L'Offrande lyrique, Rabindranath Tagore, traduit par André Gide.
Ces émotions douces et amères qui nous secouent ne sont-elles pas universelles ? Ne sont-elles pas l'essence même de notre existence ? Deleyaman, groupe franco-américain dans la veine céleste de Dead Can Dance, aborde ces questions vibrantes, parle d'art, d'amour, de beauté et de contemplation comme des réponses à nos contraintes existentielles.C'est une amicale collaboration artistique entre le groupe et Fanny Ardant qui a donné naissance à cette création. Au travers d'un texte lu, elle dialogue avec le groupe sur une musique créée par Deleyaman.
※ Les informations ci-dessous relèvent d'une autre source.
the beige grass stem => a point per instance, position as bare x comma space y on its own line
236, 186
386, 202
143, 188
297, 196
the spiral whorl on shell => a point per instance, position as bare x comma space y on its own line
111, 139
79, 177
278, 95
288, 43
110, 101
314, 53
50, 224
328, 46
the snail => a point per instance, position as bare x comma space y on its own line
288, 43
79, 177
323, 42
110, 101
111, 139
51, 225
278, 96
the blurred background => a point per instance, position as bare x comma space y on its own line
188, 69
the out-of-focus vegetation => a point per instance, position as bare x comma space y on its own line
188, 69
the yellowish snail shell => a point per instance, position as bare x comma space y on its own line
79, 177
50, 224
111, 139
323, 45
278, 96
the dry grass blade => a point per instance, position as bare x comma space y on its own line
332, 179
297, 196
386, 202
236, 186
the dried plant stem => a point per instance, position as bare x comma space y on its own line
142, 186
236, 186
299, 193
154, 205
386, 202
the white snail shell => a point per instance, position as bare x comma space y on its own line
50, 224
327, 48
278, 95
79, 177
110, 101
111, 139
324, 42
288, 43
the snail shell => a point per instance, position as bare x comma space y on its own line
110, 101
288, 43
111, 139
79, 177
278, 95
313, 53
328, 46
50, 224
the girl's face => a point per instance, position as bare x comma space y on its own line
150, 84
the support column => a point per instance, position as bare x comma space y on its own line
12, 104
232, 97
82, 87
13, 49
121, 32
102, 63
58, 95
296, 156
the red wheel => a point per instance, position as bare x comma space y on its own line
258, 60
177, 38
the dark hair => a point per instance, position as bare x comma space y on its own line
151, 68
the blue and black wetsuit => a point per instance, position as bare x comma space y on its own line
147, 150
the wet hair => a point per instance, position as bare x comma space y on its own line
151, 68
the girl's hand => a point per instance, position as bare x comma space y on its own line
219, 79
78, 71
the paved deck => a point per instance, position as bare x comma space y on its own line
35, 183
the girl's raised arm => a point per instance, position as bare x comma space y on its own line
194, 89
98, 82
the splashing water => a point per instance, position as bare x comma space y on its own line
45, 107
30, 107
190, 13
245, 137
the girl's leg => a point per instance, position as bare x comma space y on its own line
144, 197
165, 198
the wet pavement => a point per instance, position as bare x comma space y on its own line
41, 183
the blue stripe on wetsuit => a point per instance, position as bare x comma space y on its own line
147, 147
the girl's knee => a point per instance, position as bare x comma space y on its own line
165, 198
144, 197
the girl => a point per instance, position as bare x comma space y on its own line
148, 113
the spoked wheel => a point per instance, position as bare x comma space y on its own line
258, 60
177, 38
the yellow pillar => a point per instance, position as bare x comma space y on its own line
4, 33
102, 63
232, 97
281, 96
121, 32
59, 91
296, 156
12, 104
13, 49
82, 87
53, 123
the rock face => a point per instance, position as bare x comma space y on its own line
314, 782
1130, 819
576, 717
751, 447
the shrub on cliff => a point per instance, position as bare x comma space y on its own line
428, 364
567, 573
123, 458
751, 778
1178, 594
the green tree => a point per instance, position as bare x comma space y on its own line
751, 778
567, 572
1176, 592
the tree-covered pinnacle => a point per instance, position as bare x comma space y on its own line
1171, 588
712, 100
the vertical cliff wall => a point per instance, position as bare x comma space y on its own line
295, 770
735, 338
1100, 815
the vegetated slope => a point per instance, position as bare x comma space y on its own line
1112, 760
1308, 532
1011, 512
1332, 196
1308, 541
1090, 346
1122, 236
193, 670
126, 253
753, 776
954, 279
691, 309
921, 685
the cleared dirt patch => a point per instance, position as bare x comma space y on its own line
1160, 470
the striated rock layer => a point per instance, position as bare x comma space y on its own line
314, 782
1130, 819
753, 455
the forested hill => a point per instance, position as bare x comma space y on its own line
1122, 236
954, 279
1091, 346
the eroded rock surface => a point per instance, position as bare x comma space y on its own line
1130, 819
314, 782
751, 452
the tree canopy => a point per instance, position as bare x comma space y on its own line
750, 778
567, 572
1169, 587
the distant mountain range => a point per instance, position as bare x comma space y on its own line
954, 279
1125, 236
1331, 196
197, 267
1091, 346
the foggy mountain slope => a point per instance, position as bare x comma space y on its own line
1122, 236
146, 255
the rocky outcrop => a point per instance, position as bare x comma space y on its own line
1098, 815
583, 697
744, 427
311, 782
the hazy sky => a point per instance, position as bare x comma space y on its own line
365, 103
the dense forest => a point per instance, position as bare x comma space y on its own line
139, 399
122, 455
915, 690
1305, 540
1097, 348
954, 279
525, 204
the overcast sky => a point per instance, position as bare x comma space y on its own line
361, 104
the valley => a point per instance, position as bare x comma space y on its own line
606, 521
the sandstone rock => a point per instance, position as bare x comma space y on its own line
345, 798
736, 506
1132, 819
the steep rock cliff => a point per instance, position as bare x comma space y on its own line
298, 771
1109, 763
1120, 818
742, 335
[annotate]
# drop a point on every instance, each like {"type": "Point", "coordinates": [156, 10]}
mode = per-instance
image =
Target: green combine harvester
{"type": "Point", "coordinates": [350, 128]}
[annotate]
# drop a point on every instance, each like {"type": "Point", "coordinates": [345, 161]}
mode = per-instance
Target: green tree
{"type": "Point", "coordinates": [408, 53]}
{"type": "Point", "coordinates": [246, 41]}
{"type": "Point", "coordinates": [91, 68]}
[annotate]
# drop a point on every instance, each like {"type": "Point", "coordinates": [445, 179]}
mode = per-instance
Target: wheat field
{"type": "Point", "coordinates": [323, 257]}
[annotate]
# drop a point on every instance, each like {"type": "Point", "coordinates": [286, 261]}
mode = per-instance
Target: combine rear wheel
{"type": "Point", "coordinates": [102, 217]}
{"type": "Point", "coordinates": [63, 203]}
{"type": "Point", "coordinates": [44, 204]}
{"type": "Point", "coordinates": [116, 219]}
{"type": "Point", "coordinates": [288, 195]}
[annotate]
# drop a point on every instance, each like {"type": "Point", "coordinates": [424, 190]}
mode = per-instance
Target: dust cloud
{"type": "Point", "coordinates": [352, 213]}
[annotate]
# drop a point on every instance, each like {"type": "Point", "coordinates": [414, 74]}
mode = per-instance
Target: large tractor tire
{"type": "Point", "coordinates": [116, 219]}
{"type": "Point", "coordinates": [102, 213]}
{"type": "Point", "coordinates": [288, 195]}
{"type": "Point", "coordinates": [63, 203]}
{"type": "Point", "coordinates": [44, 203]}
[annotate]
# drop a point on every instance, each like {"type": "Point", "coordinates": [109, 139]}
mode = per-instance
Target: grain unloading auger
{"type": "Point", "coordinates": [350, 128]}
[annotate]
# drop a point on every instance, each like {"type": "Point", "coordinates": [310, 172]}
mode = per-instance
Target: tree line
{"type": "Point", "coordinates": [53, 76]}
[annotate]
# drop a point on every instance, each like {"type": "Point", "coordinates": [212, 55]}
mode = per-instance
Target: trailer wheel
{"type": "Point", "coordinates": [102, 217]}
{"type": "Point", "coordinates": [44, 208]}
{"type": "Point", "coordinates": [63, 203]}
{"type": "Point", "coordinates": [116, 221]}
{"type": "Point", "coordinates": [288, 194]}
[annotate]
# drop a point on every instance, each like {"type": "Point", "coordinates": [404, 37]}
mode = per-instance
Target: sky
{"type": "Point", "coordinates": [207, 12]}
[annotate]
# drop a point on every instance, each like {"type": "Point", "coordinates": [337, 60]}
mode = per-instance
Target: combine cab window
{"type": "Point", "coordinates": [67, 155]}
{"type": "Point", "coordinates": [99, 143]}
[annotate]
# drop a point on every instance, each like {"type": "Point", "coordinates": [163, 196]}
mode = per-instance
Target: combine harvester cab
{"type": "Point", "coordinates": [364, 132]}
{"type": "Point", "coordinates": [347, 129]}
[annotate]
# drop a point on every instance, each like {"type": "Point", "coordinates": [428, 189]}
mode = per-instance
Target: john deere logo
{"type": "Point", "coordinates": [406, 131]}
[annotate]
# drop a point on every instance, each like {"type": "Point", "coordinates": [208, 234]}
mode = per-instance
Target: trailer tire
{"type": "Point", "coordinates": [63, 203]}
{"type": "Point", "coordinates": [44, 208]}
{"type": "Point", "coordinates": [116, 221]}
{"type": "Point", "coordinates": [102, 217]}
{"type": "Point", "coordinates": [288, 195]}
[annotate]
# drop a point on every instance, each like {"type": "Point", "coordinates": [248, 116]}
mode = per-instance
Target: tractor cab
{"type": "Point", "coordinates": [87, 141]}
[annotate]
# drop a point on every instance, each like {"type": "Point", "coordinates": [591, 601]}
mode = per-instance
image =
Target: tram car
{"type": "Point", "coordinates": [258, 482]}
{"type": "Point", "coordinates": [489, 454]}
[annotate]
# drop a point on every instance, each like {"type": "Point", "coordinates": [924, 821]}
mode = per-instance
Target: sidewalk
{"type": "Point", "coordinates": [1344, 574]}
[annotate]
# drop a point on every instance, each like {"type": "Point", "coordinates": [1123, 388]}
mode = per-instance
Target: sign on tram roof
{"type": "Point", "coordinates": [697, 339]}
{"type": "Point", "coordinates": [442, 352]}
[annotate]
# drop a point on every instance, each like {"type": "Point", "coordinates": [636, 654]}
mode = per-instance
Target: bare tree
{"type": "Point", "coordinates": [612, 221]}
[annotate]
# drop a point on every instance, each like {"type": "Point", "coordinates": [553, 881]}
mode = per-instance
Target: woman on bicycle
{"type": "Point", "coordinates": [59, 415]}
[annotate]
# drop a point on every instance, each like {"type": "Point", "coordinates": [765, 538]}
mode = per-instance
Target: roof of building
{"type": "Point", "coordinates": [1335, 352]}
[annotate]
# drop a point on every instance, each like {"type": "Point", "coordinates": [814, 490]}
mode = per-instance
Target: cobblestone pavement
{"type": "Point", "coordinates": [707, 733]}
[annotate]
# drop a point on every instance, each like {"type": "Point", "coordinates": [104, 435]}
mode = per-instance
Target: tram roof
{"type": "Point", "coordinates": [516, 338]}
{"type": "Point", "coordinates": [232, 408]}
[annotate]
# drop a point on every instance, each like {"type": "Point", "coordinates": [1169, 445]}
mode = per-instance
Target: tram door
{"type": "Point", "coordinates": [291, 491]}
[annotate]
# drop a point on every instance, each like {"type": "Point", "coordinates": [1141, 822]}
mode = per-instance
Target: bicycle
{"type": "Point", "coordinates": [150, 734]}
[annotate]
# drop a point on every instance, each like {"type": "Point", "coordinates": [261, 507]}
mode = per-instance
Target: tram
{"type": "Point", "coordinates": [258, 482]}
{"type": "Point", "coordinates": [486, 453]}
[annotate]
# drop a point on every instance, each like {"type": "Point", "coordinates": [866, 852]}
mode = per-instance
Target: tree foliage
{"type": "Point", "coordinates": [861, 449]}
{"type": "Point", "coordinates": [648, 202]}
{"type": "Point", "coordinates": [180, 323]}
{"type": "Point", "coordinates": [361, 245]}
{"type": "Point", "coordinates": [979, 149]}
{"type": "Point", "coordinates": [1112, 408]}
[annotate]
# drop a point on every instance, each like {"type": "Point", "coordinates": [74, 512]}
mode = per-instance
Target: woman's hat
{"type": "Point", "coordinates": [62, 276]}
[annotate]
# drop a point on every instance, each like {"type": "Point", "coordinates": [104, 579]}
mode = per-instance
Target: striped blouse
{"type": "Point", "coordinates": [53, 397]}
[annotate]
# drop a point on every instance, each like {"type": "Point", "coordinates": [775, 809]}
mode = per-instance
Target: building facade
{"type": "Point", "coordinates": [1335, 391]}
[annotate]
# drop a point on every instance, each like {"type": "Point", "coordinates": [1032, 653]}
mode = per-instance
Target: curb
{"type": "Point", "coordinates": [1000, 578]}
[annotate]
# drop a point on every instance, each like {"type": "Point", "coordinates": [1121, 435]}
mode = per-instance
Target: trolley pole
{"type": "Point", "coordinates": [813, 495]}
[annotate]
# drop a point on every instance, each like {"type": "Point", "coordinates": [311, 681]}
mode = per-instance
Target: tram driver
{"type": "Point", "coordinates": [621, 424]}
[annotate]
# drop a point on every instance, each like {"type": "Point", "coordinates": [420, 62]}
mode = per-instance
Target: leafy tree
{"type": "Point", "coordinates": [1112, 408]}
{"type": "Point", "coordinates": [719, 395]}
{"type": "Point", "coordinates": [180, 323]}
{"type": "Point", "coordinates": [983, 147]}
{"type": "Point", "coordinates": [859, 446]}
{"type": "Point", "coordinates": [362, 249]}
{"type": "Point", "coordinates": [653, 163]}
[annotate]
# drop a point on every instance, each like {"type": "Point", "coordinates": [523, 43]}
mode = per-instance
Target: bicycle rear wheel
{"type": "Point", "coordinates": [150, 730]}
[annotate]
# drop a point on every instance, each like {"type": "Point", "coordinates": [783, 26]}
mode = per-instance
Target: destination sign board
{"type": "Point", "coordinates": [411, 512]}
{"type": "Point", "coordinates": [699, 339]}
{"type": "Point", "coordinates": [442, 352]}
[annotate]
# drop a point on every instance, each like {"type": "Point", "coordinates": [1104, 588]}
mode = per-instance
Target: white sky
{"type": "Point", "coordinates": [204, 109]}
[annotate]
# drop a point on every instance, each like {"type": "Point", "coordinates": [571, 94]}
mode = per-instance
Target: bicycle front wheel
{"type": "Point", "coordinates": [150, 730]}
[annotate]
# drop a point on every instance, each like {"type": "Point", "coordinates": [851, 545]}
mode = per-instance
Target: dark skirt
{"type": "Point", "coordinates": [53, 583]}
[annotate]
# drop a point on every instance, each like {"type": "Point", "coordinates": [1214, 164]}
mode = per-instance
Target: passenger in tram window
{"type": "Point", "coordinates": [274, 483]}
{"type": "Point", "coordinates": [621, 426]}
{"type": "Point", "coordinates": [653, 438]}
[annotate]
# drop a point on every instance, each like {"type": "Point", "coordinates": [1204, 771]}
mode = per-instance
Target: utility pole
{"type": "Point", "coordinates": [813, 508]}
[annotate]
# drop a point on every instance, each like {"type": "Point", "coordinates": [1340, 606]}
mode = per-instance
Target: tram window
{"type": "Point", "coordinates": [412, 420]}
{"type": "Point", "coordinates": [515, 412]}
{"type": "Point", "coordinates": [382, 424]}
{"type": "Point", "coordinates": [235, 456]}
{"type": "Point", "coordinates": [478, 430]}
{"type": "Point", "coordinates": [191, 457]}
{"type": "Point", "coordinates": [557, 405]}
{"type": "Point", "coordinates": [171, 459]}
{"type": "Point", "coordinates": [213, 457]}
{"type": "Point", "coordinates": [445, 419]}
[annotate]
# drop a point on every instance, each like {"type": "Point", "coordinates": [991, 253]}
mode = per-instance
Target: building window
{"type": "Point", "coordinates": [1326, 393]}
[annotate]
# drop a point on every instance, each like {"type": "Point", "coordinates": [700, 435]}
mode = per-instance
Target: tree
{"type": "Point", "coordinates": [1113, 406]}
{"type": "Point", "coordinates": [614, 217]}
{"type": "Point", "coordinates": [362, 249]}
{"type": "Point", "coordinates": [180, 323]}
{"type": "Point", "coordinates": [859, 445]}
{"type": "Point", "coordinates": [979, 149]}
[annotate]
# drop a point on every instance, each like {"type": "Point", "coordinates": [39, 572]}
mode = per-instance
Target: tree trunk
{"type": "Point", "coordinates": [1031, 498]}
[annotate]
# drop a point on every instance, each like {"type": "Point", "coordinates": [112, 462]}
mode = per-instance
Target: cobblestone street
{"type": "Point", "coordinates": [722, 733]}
Avec le son du doudouk, le groupe d'Aret Madilian interprétera les titres français de sa discographie
Fanny Ardant : voix Béatrice Valantin : voix, clavier Aret Madilian : piano, clavier, guitare, percussion Guillaume Leprevost : basse, guitare Artyom Minasyan : doudouk, plul, pku Madalina Obreja : violon Gérard Madilian : doudouk
Création en partenariat avec le Trianon Transatlantique de Sotteville lès Rouen – Scène conventionnée d'intérêt national art et création chanson francophone.